Why do we say . . . that someone who has everything and does whatever he chooses is leading the life of Reilly? I used the expression in my last posting ("the dog who is fed [Gravy Train] presumably lives the life of Reilly") and that immediately got me wondering who Reilly was, and what was so great about his life.
First of all, who was he? Impossible to say for sure. My usual sources cannot, in fact, even agree on the spelling of the name: while most agree that it is Reilly, two of them suggest that it is Riley, and there is even one candidate for O'Reilly! Good Irish names, all of them, but the expression, in fact, was coined on this side of the Atlantic. Whether his name was Reilly or O'Reilly, the person referred to seems to have been a character in an American song popular in the late nineteenth or early twentieth century.

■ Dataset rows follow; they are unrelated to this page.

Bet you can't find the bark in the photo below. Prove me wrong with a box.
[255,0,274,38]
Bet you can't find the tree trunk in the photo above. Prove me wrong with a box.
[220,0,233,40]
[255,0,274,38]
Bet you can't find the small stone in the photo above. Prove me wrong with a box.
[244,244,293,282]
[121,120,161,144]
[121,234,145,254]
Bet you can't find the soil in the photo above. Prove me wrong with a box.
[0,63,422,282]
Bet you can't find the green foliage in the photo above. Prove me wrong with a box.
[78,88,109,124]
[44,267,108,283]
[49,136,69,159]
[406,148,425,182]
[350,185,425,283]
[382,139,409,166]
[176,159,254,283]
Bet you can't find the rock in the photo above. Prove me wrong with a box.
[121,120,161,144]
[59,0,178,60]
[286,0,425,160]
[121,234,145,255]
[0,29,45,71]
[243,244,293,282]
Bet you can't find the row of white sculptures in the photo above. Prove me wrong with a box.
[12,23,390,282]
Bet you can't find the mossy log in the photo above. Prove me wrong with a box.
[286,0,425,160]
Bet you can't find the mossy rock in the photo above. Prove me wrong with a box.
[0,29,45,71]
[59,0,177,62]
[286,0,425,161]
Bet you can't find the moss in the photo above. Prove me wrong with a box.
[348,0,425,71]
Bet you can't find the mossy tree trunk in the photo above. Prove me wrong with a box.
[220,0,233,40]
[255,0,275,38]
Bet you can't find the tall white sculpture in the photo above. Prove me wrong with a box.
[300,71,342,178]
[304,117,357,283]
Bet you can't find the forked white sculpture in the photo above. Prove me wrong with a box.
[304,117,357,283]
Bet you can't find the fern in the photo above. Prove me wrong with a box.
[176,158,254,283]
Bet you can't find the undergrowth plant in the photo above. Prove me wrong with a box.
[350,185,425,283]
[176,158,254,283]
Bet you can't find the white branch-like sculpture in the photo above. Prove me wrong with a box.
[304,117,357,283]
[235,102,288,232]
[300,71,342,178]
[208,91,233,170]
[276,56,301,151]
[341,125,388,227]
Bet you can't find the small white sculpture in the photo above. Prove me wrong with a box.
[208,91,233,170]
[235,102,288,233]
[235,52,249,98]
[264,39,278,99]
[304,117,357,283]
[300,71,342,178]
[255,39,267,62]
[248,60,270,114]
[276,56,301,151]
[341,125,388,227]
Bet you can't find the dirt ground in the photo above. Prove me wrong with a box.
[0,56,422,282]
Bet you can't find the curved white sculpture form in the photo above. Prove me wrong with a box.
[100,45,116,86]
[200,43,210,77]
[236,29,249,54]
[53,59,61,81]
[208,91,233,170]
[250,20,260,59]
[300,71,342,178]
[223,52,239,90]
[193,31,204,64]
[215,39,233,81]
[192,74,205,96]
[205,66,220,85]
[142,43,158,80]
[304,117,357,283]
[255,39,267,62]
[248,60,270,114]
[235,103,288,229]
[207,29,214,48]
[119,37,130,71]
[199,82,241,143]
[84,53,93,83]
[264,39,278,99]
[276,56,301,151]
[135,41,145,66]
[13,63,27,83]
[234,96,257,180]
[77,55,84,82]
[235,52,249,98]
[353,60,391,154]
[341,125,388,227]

There are two candidates: one, "Is That Mr. Reilly?" comes from 1882 and was written and performed by the vaudeville performer Pat Rooney. It concerns what the hero of the song, a man named Riley, would do if he suddenly struck it rich, promising, among other things to "swim in wine when the White House and Capitol are mine": he intends, in other words, to lead the life of Riley! This song was championed as the origin of the expression by John Bartlett, of Bartlett's Familiar Quotations fame, but the critic and essayist H. L. Mencken believed that the expression derived from.yet another song, written around the turn of the century by Lawlor and Blake and titled "The Best in the House Is None Too Good for Reilly." James Rogers, of The Dictionary of Clichés muddies the waters somewhat by telling us that the name of the Pat Roney song was not "Is That Mr. Reilly?" but "Are You the O'Reilly?" and even quotes the refrain:
Are you the O'Reilly who keeps this hotel?
Are you the O'Reilly they speak of so well?
Are you the O'Reilly they speak of so highly?
Gor blime, O'Reilly, you're looking well.
It is quite possible, of course, that Pat Rooney wrote and began performing two songs in 1882, and that they had similarly but not identically named protagonists. Whatever the case, there do seem to have been several songs involving a Riley or Reilly or O'Reilly touring the American vaudeville circuit in the last two decades or so of the nineteenth century, all of them featuring protagonists who could very well have inspired the popular expression: Riley and Reilly are pronounced identically, of course, and the difference between "the life o' Reilly" and "the life o' O'Reilly" when spoken aloud is minimal.So it is quite possible that the hero of one or both (or all three, if there were indeed three) of these songs―and of any other, as yet undiscovered, Riley/Reilly/O'Reilly vaudeville songs from the same period―could be the person referred to. Indeed, it is possible that the protagonists merged in the public mind, and provided the origin of the carefree Reilly of the expression.
But the Reillys (hoever spelled) from the world of vaudeville song are not the only candidates. There remains a contender who was a real person: in the QPB Encyclopedia of Word and Phrase Origins, Robert Hendrickson concludes a mention of the Bartlett and Mencken choices as follows: "Yet the Hoosier poet James Whitcomb Riley (1849-1916) may just lend his name in some way to the saying. Riley's simple, sentimental poems depicting the lives of barefoot boys loafing and living a life of ease in the summer, were immensely popular at the time the phrase came into use." It is true that in past days poetry, especially sentimental poetry of the type Hendrickson describes, had a far greater audience than it has had in latter days. It is even possible that the name of the poet became confused with the vaudeville-song protagonists who led similarly carefree lives.
In Common Phrases and Where They Come From, John Mordock and Myron Korach go a bit farther, suggesting that Riley may have contributed to the expression not only through the carefree, idyllic existence of his characters, but also through the (bad) example of his own life. Noting that the poet is sometimes depicted as "one of the laziest men ever to come out of Indiana," they go on to say
Before his recognition as a poet, his neighbors often wondered about him. He left school at sixteen and occasionally worked odd jobs. He often appeared in the streets of Greenfield, Indiana, more than slightly inebriated, indulging himself with many a lark and spree. In fact, Riley was considered the town loafer. Mothers taught their children not to live the "life of Riley."
A bit fanciful, perhaps, for it does not explain how the expression could have spread beyond Greenfield, Indiana to the whole of North America (and beyond): something the itinerant nature of vaudeville and the wide popularity of Mr. Riley's poetry both do. But who knows for sure? the language develops in wonderful ways!
Incidentally, the expression "Gor blime," pronounced gor-blimey, in the O'Reilly refrain quoted above is a British-English corruption, still used today, of "God blame me [if what I say is not the truth]," and a Hoosier, for those of us who are not Americans, is a native or resident of the American state of Indiana. Why? . . . Well, perhaps another day!